Because I love old, pre-Correlation LDS texts, I grabbed the 1938, approved by LDS President Heber J. Grant, “The New Testament Speaks,” a 680-page LDS Sunday School guide, overseen by John A. Widstoe, LDS Commissioner of Education. I bought this tome for $1 at Deseret Industries a month ago, and it has sat by the bed, waiting to be read. On page 379, analyzing the parable, it reads:
“Then there was also the son who was lost even though his father saw his face every day. He was the selfish, loveless one, with his contempt for those who had strayed away. Although he never left home, he was far away from his father in spirit. He had no love for his father in his heart, or he would have been glad to see his father rejoice. His years of labor had been done in a hard mechanical way, with the thought that some day all would belong to him. St. Augustine said that the stay-at-home son was looking toward getting something rather than giving.”
The author prefers the title of “The Two Lost Sons” to “The Prodigal Son.” That was a harsher assessment than I had for the elder son, but it got me wondering if the eldest son’s role in the parable was representative of a faction in Christ’s era. Was Christ reproving someone or something? So, I went to an older, but still popular and contemporary LDS text, James E. Talmage’s “Jesus The Christ,” looking for an answer.
Talmage’s assessment of the elder son is also pointed. He writes: “There is significance in the elder one’s designation of the penitent as ‘this thy son,’ rather than ‘my brother.’ The elder son, deafened by selfish anger, refused to hear aright the affectionate assurance; “Son, thou art ever with me, and all that I have is thine,” and with heart hardened by unbrotherly resentment he stood unmoved by the emotional and loving outburst, ‘this thy brother was dead, and is alive again; and was lost, and is found.’”

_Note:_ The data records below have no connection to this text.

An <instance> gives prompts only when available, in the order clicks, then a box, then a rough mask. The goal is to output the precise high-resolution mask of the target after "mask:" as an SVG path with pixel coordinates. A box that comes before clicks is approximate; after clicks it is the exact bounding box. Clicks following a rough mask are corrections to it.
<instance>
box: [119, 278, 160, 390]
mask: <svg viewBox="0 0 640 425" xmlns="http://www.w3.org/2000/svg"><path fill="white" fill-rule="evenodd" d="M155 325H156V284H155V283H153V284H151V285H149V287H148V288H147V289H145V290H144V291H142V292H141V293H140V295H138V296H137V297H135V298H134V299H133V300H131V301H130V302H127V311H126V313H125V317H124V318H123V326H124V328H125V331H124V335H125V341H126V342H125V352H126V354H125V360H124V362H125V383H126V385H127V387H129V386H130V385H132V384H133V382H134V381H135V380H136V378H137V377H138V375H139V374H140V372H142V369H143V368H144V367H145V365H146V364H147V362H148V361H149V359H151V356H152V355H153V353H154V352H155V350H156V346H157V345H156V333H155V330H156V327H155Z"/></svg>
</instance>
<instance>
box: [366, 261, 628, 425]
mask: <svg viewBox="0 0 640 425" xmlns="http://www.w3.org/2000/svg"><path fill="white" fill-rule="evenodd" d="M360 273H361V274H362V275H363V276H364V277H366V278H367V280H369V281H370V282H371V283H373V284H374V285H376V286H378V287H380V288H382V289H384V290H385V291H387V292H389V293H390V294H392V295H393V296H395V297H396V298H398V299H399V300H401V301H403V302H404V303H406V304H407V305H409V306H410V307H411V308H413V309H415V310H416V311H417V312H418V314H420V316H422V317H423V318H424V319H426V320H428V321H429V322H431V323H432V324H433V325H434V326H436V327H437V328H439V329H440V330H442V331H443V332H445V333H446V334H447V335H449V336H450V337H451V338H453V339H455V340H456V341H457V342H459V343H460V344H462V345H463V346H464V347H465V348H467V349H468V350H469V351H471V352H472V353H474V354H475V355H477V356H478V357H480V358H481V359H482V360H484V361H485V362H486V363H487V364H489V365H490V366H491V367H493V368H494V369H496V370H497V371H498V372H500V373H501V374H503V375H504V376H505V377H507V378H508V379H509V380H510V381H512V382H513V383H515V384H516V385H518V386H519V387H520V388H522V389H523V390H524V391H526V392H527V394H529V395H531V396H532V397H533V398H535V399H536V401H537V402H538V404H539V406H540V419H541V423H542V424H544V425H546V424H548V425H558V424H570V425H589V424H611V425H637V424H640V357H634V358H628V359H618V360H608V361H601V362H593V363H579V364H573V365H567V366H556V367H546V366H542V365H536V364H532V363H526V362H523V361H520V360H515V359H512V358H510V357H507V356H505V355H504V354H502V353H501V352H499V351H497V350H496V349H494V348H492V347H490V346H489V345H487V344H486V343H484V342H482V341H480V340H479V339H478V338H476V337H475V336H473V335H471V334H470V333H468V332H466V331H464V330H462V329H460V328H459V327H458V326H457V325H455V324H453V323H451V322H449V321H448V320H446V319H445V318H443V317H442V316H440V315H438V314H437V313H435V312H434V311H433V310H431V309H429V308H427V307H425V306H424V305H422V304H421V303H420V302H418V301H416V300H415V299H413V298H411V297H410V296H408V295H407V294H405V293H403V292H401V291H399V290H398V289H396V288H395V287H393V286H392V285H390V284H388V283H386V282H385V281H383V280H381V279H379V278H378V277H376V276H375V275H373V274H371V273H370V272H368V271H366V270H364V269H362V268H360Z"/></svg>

And Talmage draws a parallel to the eldest son’s self-righteous anger. He writes: “Pharisees and scribes, to whom this masterpiece of illustrative incident was delivered, must have taken to themselves its personal application. They were typified by the elder son, laboriously attentive to routine, methodically plodding by rule and rote in the multifarious labors of the field, without interest except that of self, and all unwilling to welcome a repentant publican or a returned sinner. From all such they were estranged; such a one might be to the indulgent and forgiving Father, ‘this thy son,’ but never to them, a brother. They cared not who or how many were lost, so long as they were undisturbed in heirship and possession by the return of penitent prodigals. …”
I guess the point of all this, or at least what I finally learned after my 150th reading of the parable, is that I don’t have to be the one who sins away comfort and security to be in peril. It was an interesting — and suitable — defense for the practice of repeat reading, secular or non-secular.